真謝の復興と生活の安定は、これからというところでありました。もう戦争はわすれよう、平和でありさえすればいい、と思っていました。そこへ、戦争にも劣らない、いや戦争よりも大きい不幸が真謝の農民にのしかかってきたのであります。

 

 特に大きな衝撃が残るのは、戦後から復帰までの土地闘争を綴った『米軍と農民』の方だ。軍用地の確保を狙う、時に信じがたいほど狡猾で、時にただただ暴力的な米軍の所業を知ると、「戦争にも劣らない、いや戦争よりも大きい不幸」という言葉が決してオーバーなものではないことが分かる。

 実際、著者らの行動でもっとも有名なのは、1955年、沖縄本島での「乞食行進」であろう。農地を取り上げられた島の人々は、大半が栄養失調、その先には餓死のみが待つという状況では、「もう乞食する以外にはないのではないか」、それが彼らの達した結論だった。

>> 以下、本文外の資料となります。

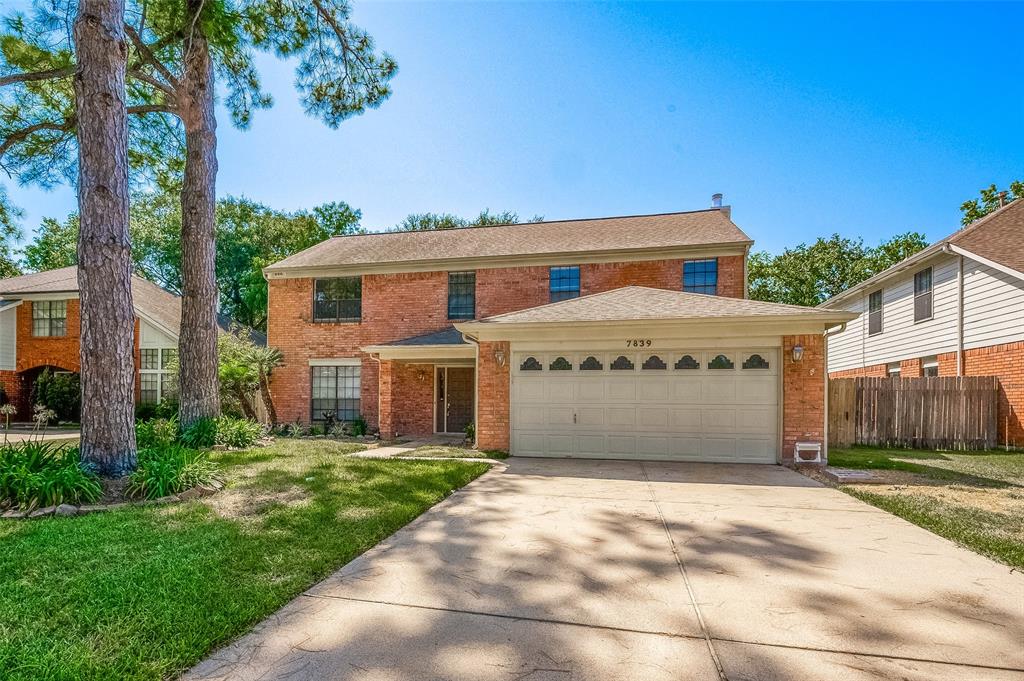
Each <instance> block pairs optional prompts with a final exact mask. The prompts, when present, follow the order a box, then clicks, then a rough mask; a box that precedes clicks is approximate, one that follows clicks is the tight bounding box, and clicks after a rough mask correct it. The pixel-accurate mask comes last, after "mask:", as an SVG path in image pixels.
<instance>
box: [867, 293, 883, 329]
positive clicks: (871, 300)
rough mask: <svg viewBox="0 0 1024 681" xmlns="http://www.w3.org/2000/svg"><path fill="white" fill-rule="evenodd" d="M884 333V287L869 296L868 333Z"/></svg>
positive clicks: (867, 328)
mask: <svg viewBox="0 0 1024 681" xmlns="http://www.w3.org/2000/svg"><path fill="white" fill-rule="evenodd" d="M881 333H882V289H879V290H878V291H876V292H873V293H871V294H870V295H869V296H867V335H868V336H873V335H874V334H881Z"/></svg>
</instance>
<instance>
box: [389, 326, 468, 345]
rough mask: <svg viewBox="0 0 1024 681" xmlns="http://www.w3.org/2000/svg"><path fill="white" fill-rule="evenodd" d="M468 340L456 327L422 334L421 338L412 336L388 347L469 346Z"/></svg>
mask: <svg viewBox="0 0 1024 681" xmlns="http://www.w3.org/2000/svg"><path fill="white" fill-rule="evenodd" d="M467 344H468V343H466V339H464V338H463V337H462V332H461V331H459V330H457V329H456V328H455V327H449V328H447V329H445V330H443V331H435V332H433V333H429V334H420V335H419V336H411V337H409V338H402V339H401V340H396V341H391V342H390V343H387V345H406V346H414V347H415V346H418V345H467Z"/></svg>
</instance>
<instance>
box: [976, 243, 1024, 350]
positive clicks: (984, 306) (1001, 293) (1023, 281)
mask: <svg viewBox="0 0 1024 681" xmlns="http://www.w3.org/2000/svg"><path fill="white" fill-rule="evenodd" d="M1020 340H1024V281H1022V280H1020V279H1019V278H1016V276H1012V275H1010V274H1007V273H1006V272H1001V271H999V270H997V269H994V268H992V267H989V266H988V265H984V264H981V263H980V262H976V261H974V260H971V259H969V258H965V259H964V347H965V348H967V349H970V348H975V347H985V346H987V345H998V344H1000V343H1013V342H1015V341H1020Z"/></svg>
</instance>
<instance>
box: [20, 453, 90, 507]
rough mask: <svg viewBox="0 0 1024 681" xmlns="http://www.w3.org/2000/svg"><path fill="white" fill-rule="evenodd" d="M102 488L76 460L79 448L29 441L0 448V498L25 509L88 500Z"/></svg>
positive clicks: (89, 500) (70, 503)
mask: <svg viewBox="0 0 1024 681" xmlns="http://www.w3.org/2000/svg"><path fill="white" fill-rule="evenodd" d="M101 494H102V488H101V487H100V486H99V480H98V479H97V477H96V475H95V474H94V473H92V472H91V471H89V470H87V469H86V468H85V467H84V466H83V465H82V464H81V462H80V461H79V458H78V449H77V448H72V446H68V445H67V444H59V443H57V442H46V441H42V442H40V441H30V442H18V443H16V444H6V445H4V446H2V448H0V500H3V501H5V502H7V503H9V504H11V505H15V506H19V507H20V508H24V509H33V508H38V507H44V506H57V505H59V504H81V503H90V502H94V501H96V500H97V499H99V497H100V495H101Z"/></svg>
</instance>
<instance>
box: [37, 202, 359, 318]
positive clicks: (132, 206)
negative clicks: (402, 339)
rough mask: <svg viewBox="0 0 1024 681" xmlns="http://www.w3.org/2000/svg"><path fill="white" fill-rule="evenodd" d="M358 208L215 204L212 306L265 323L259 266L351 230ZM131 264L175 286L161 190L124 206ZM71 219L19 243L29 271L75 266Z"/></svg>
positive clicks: (168, 203) (173, 242) (173, 257)
mask: <svg viewBox="0 0 1024 681" xmlns="http://www.w3.org/2000/svg"><path fill="white" fill-rule="evenodd" d="M360 217H361V215H360V213H359V211H357V210H355V209H353V208H351V207H350V206H349V205H348V204H346V203H344V202H334V203H330V204H324V205H323V206H317V207H315V208H313V209H312V210H309V211H304V210H303V211H295V212H291V213H290V212H285V211H279V210H274V209H272V208H268V207H267V206H264V205H263V204H260V203H257V202H255V201H251V200H249V199H245V198H233V197H228V198H226V199H221V200H220V201H218V202H217V213H216V236H217V253H216V259H217V289H218V294H219V303H220V310H221V311H222V312H223V313H225V314H227V315H229V316H230V317H231V318H232V320H234V321H236V322H238V323H239V324H241V325H243V326H246V327H250V328H253V329H265V327H266V295H267V293H266V292H267V287H266V280H264V279H263V272H262V269H263V267H265V266H266V265H268V264H270V263H272V262H275V261H278V260H281V259H283V258H286V257H288V256H289V255H292V254H293V253H297V252H299V251H301V250H303V249H305V248H309V247H310V246H313V245H315V244H318V243H319V242H322V241H324V240H326V239H330V238H331V237H334V236H338V235H348V233H356V232H358V231H359V230H360V229H359V219H360ZM130 226H131V237H132V259H133V262H134V265H135V269H136V271H137V272H139V273H140V274H141V275H143V276H145V278H146V279H148V280H151V281H153V282H155V283H157V284H159V285H161V286H162V287H164V288H165V289H167V290H169V291H171V292H173V293H180V291H181V267H180V263H181V243H180V239H179V238H178V235H179V233H180V229H181V210H180V206H179V204H178V203H177V201H175V200H174V198H173V197H169V196H168V195H165V194H160V193H158V194H143V195H136V196H135V198H134V201H133V202H132V207H131V222H130ZM77 241H78V216H77V215H75V214H72V215H69V216H68V217H67V218H66V219H65V220H63V221H58V220H54V219H51V218H46V219H44V220H43V222H42V224H41V225H40V227H39V230H38V231H37V233H36V239H35V241H33V242H32V243H31V244H29V245H28V246H27V247H26V248H25V256H24V263H25V266H26V267H27V268H28V269H30V270H33V271H42V270H46V269H54V268H57V267H67V266H69V265H74V264H77V262H78V254H77V251H76V244H77Z"/></svg>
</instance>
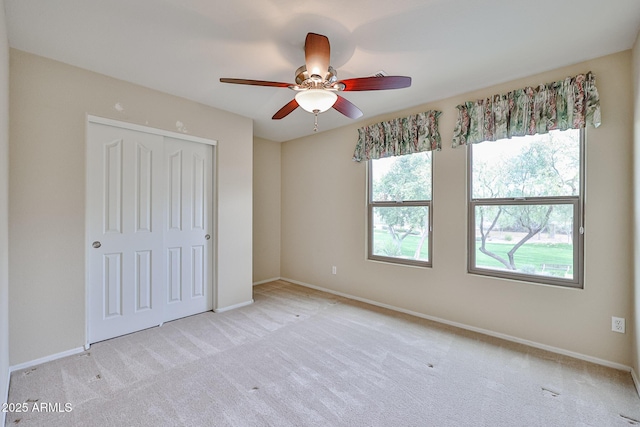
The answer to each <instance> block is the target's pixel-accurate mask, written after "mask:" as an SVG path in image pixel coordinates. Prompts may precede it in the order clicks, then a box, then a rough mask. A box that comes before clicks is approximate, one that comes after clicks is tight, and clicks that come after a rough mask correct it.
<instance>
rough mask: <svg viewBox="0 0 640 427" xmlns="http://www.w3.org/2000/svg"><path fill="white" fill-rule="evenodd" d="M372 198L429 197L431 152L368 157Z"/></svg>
mask: <svg viewBox="0 0 640 427" xmlns="http://www.w3.org/2000/svg"><path fill="white" fill-rule="evenodd" d="M371 177H372V188H371V200H372V201H374V202H383V201H393V202H397V201H409V200H431V152H423V153H415V154H408V155H404V156H395V157H386V158H384V159H376V160H371Z"/></svg>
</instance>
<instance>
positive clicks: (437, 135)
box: [353, 111, 442, 162]
mask: <svg viewBox="0 0 640 427" xmlns="http://www.w3.org/2000/svg"><path fill="white" fill-rule="evenodd" d="M440 114H442V113H441V112H440V111H426V112H424V113H418V114H414V115H412V116H409V117H404V118H399V119H393V120H389V121H386V122H380V123H376V124H373V125H369V126H365V127H362V128H360V129H358V143H357V145H356V149H355V152H354V153H353V160H354V161H356V162H360V161H362V160H369V159H379V158H382V157H389V156H400V155H403V154H411V153H419V152H421V151H432V150H440V133H439V132H438V117H439V116H440Z"/></svg>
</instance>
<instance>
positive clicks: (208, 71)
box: [4, 0, 640, 141]
mask: <svg viewBox="0 0 640 427" xmlns="http://www.w3.org/2000/svg"><path fill="white" fill-rule="evenodd" d="M4 3H5V8H6V16H7V25H8V30H9V43H10V45H11V47H14V48H17V49H20V50H24V51H27V52H31V53H34V54H37V55H41V56H45V57H48V58H53V59H56V60H59V61H62V62H65V63H68V64H72V65H75V66H78V67H82V68H85V69H88V70H92V71H96V72H99V73H102V74H106V75H108V76H112V77H115V78H119V79H122V80H126V81H129V82H133V83H136V84H139V85H142V86H146V87H150V88H153V89H157V90H160V91H163V92H167V93H170V94H174V95H178V96H182V97H184V98H188V99H191V100H194V101H197V102H201V103H203V104H207V105H211V106H213V107H217V108H220V109H223V110H227V111H231V112H234V113H237V114H241V115H243V116H247V117H250V118H252V119H253V120H254V134H255V135H256V136H258V137H262V138H266V139H270V140H273V141H285V140H289V139H293V138H297V137H301V136H304V135H309V134H311V133H313V115H311V114H309V113H306V112H304V111H303V110H302V109H300V108H298V109H297V110H296V111H294V112H293V113H292V114H290V115H289V116H287V117H285V118H284V119H282V120H271V116H273V114H274V113H275V112H276V111H277V110H279V109H280V107H282V106H283V105H284V104H286V103H287V102H289V101H290V100H291V99H292V97H293V95H294V92H292V91H290V90H289V89H283V88H273V87H257V86H241V85H231V84H224V83H220V82H219V79H220V77H235V78H245V79H256V80H271V81H278V82H293V80H294V71H295V70H296V69H297V68H298V67H299V66H300V65H303V64H304V50H303V49H304V39H305V36H306V34H307V33H308V32H315V33H319V34H324V35H326V36H327V37H329V40H330V43H331V64H332V65H333V67H334V68H336V69H337V71H338V77H339V78H340V79H345V78H352V77H365V76H370V75H372V74H374V73H376V72H378V71H380V70H384V71H385V72H386V73H387V74H389V75H407V76H411V77H412V80H413V83H412V86H411V87H410V88H407V89H398V90H390V91H375V92H344V93H343V94H342V95H343V96H344V97H345V98H347V99H348V100H349V101H351V102H353V103H354V104H356V105H357V106H358V107H359V108H360V109H361V110H362V111H363V112H364V116H363V117H362V118H361V119H360V120H361V121H364V120H368V119H370V118H371V117H374V116H377V115H380V114H384V113H388V112H393V111H397V110H401V109H405V108H408V107H412V106H416V105H420V104H424V103H426V102H429V101H433V100H437V99H442V98H446V97H449V96H452V95H455V94H459V93H463V92H467V91H470V90H474V89H479V88H482V87H486V86H489V85H492V84H495V83H500V82H504V81H509V80H512V79H515V78H519V77H524V76H527V75H531V74H534V73H537V72H542V71H546V70H550V69H554V68H558V67H561V66H565V65H570V64H574V63H577V62H581V61H584V60H587V59H591V58H596V57H599V56H603V55H606V54H609V53H614V52H618V51H621V50H625V49H629V48H631V47H632V45H633V43H634V41H635V38H636V35H637V34H638V30H639V29H640V1H639V0H526V1H525V0H482V1H480V0H384V1H383V0H324V1H308V0H228V1H220V0H4ZM586 71H588V70H585V72H586ZM540 83H546V82H540ZM349 123H352V120H350V119H348V118H346V117H344V116H342V115H341V114H340V113H338V112H337V111H334V110H329V111H328V112H326V113H323V114H321V115H320V116H319V127H320V130H328V129H332V128H336V127H339V126H344V125H347V124H349Z"/></svg>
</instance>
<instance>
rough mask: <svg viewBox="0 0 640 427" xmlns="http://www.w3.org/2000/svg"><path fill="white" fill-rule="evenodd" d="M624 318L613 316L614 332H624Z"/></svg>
mask: <svg viewBox="0 0 640 427" xmlns="http://www.w3.org/2000/svg"><path fill="white" fill-rule="evenodd" d="M624 326H625V325H624V318H622V317H612V318H611V330H612V331H613V332H619V333H621V334H624V330H625V327H624Z"/></svg>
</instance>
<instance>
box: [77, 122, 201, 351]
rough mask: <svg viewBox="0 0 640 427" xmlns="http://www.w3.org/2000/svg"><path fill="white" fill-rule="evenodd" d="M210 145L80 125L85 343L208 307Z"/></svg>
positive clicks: (168, 319)
mask: <svg viewBox="0 0 640 427" xmlns="http://www.w3.org/2000/svg"><path fill="white" fill-rule="evenodd" d="M212 165H213V147H212V146H211V145H207V144H201V143H197V142H192V141H186V140H181V139H178V138H172V137H167V136H164V135H158V134H152V133H146V132H143V131H138V130H132V129H126V128H121V127H117V126H110V125H106V124H101V123H92V122H90V123H89V124H88V130H87V211H86V223H87V228H86V229H87V231H86V233H87V239H86V240H87V246H88V247H87V251H86V256H87V292H88V297H87V304H88V307H87V334H88V343H94V342H98V341H102V340H105V339H109V338H113V337H116V336H120V335H124V334H128V333H131V332H135V331H139V330H142V329H145V328H149V327H152V326H157V325H160V324H162V323H163V322H166V321H169V320H174V319H177V318H180V317H185V316H189V315H192V314H197V313H201V312H204V311H208V310H211V309H212V307H213V304H212V271H213V268H212V262H213V261H212V245H213V243H212V242H213V238H212V236H211V234H212V230H213V223H212V208H213V207H212V199H213V197H212V187H213V181H212V180H213V171H212Z"/></svg>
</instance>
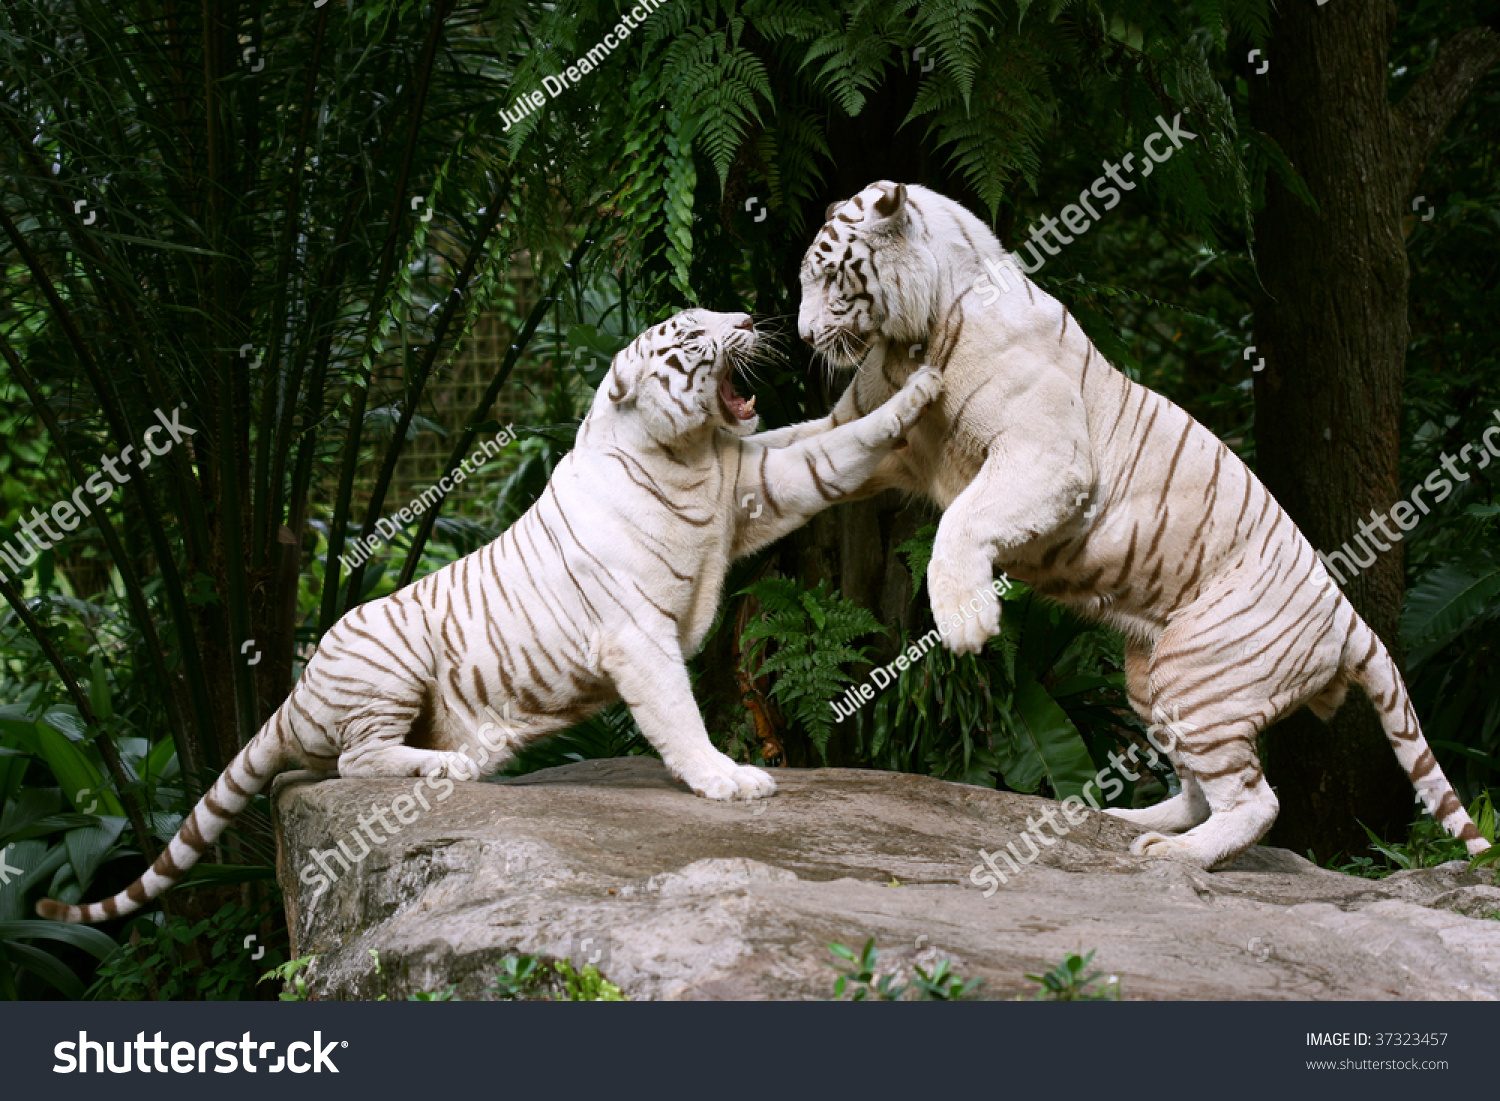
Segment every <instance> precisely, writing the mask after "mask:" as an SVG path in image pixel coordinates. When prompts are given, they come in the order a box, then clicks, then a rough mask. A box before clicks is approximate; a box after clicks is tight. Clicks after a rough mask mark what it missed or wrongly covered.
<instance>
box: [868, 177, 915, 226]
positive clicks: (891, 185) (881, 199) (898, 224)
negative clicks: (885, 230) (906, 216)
mask: <svg viewBox="0 0 1500 1101" xmlns="http://www.w3.org/2000/svg"><path fill="white" fill-rule="evenodd" d="M870 186H871V187H877V189H879V190H880V198H877V199H876V201H874V207H873V213H874V219H873V223H871V228H874V226H879V228H882V229H894V228H897V226H898V225H900V223H901V222H903V220H904V219H906V184H904V183H891V181H889V180H879V181H876V183H871V184H870Z"/></svg>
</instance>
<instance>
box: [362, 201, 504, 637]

 一方、復帰後をまとめた『命こそ宝』の方では、闘争相手が「日本政府」になっているが、底にあるのは復帰でなにも変わらなかった、という実感だと思う。「米軍は銃剣でわしらの土地を取り上げましたが、日本政府は法の力で強奪したのです」という言葉が本質をついている。姿かたちを変え、続いていく抑圧や暴力。

 

 その果てにたどり着いた、書名にもなっている「命こそ宝」というフレーズは、単に「戦争の残酷さ」や「命の大切さ」を呪文のように唱えるものではない。「その残酷な戦争は誰がどうしてつくったのか」という根本的な問いがセットなのである。

 そして、その大きな問いへの眼差しこそが、まさに命がけの、『沖縄現代史』で新崎盛暉が「捨て身の抵抗」と書いた伊江島の激しい闘争運動の中にあってもなお、著者らを反米的な憎しみだけには支配させなかったのだと思う。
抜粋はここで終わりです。